Me and my sister started to wonder through my old folders of puppy stuff, and we stumbled onto some videos of our pups at about two months. They were so cute! ^_^

This is a battle between 'Lo and my sisters chi, Freddy.

http://www.youtube.com/watch?v=MyVFOG8k3zc

This is a play time between 'Lo, Fred, and the last puppy in 'Lo's litter Onyx. His mum had to pick him up a week late.

http://www.youtube.com/watch?v=VIi9IwdJLTk 'Lo leaves the video at about 25 seconds sadly, my sister had control of camera lol.


----------



## Kel (Feb 1, 2011)

Cute! I hardly remember that baby puppy stage. I think I was too sleep exhausted. I should have taken more videos and pictures.


----------



## Dylansmum (Oct 29, 2010)

So cute when they're tiny!


----------



## lady amanda (Nov 26, 2010)

AWWWWWW!!!!!!!
SOOOO CUTE!!!!!!
I didn't take any vids or many pics when we first got lady...not that we had her at 8 weeks...we didn't get her till 13 weeks...just her and her brother were left.

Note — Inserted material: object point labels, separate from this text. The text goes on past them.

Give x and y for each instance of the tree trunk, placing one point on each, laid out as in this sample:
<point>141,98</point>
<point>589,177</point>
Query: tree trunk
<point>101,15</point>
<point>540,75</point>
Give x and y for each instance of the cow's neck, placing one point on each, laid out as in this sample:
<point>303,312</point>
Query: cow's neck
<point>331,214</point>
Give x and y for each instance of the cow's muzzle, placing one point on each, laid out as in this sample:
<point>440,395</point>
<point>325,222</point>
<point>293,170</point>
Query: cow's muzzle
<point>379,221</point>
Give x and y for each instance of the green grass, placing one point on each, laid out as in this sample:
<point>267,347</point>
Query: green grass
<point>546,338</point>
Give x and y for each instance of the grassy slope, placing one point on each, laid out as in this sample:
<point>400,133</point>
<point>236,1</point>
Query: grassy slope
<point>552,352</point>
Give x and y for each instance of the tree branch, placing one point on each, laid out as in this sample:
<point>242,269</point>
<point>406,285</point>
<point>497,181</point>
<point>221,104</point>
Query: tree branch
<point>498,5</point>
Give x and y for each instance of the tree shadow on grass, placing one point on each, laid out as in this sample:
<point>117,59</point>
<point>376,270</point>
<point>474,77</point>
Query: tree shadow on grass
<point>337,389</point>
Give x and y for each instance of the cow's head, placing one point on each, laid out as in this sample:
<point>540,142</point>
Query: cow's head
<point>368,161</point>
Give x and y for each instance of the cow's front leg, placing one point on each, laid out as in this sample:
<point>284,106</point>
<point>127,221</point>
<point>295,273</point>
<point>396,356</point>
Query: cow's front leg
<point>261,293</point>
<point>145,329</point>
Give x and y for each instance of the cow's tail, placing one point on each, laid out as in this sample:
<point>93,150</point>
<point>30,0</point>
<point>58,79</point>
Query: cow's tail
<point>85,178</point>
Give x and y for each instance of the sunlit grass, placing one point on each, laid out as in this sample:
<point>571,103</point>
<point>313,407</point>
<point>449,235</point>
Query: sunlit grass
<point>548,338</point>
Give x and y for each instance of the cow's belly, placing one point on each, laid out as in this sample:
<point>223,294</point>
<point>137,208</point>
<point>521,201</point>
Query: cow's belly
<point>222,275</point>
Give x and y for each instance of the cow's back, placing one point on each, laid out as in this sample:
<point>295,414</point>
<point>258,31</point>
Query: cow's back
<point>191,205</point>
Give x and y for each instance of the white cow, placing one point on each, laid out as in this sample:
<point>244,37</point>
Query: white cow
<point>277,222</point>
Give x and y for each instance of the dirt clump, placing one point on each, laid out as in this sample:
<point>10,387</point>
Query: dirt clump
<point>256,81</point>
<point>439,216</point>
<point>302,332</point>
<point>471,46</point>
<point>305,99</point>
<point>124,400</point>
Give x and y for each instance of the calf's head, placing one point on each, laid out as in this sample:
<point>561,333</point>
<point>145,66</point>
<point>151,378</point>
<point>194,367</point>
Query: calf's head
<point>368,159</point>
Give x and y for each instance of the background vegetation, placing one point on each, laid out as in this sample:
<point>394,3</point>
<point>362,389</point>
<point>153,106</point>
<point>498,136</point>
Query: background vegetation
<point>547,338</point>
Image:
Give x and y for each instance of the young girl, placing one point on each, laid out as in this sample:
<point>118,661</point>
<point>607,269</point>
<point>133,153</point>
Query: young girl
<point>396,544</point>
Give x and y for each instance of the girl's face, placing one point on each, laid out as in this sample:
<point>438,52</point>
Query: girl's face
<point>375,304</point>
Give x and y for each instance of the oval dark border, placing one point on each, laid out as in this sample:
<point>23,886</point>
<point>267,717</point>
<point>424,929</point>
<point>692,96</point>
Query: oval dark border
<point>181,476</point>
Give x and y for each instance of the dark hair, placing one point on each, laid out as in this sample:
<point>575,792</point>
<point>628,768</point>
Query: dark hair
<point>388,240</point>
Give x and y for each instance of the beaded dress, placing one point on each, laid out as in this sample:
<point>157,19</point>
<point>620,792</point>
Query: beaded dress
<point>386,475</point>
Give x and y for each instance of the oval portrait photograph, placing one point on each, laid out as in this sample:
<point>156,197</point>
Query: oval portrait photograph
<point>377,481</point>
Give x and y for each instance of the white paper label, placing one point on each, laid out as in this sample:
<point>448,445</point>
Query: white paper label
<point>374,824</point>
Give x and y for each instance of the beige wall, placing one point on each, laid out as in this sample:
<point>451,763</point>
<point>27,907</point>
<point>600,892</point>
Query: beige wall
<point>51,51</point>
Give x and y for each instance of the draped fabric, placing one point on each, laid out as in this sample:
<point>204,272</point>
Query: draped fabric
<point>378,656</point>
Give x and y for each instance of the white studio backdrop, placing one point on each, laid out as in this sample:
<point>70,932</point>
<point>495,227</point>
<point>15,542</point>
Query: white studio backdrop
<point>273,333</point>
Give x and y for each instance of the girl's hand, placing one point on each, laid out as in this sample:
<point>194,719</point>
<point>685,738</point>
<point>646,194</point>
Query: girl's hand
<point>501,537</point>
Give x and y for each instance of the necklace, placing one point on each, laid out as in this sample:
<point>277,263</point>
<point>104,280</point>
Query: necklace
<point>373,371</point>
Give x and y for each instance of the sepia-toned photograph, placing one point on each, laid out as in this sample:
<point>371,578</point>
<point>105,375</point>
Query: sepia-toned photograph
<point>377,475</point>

'Lo looks so much like herslef!! so cute!


----------



## Enneirda. (Mar 5, 2010)

Thanks all. 

Amanda, what did you think she'd look like? lol.


----------



## wilfiboy (Sep 18, 2010)

Gosh thought Id posted yesterday but its obviously floating in cyber space, they look lovely and having great fun it kinda makes you broody x


----------



## Enneirda. (Mar 5, 2010)

Yah, it really does Karen lol. I want another pup. =(


----------



## lady amanda (Nov 26, 2010)

Enneirda. said:


> Thanks all.
> 
> Amanda, what did you think she'd look like? lol.


LOL, well lots of dogs loose that puppy face, she looks just like a bigger version of her mini puppy self


----------



## Enneirda. (Mar 5, 2010)

Oh, ok then.  I agree!


----------



## lady amanda (Nov 26, 2010)

LOL!


----------